It's late January, and in the sporting world that means only one thing - the Australian Open in Melbourne.
An ever-increasing stream of Kiwis, many from this province, wend their way across the Tasman at this time of year to savour the delights of Victoria's capital and watch the world's best tennis players do battle.
The first Grand Slam event of the year - the others being the French Open in Paris, Wimbledon in London and the US Open in New York - has a long history.
First held in 1905, when it was called the Australasian Championships, the tournament has been staged in five Australian and, interestingly, two New Zealand cities. In 1906 it took place in Christchurch, where it was won by New Zealander Anthony Wilding from a small field of 10 players - only two Australians being in attendance - and then in Hastings in 1912. It was also staged in Perth, Adelaide, Sydney, Brisbane and, of course, Melbourne.
In 1927 it became the Australian championships. Then, in 1969, it was renamed the Australian Open, with professionals finally allowed to compete.
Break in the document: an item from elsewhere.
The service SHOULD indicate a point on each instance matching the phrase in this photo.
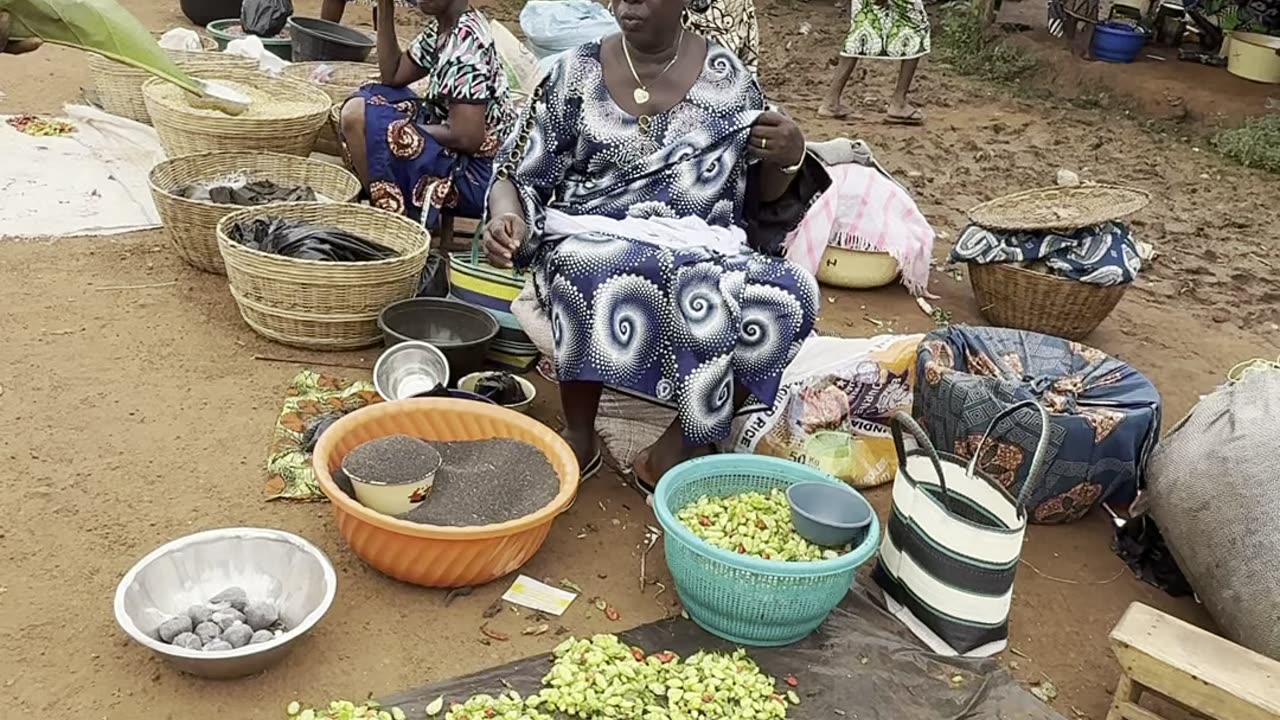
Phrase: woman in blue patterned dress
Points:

In 1972 it was decided to hold the event at the same venue each year, the Kooyong Lawn Tennis Club in Melbourne, but soon demand for tickets outgrew capacity, and in 1988 the Open was moved to its current venue, Melbourne Park (formerly Flinders Park). For the first time, the players battled it out on an artificial surface, after playing on grass since 1905.
The required travel, inconvenient dates and lower prizemoney initially deterred some of the world's premier players from attending, but not for long.
The women's singles was first contested in 1922 and, like the men, became an open championship in 1969.
Now, in the modern era, a string of millionaire gladiators brings this ultimate reality show to life. The athleticism and skill of such superb tennis players as Federer, Djokovic, Murray, Ferrer, Tsonga, the Williams sisters, Azarenka, Wozniacki and Sharapova - to name just a few - are astonishing.
Tennis might not be everyone's game of choice - some matches last longer than a Twenty20 cricket match, the grunting can become very tedious, and there are rarely any Kiwis at the business end of proceedings - but if you are looking for sporting theatre to stimulate the senses, tune in to the Open.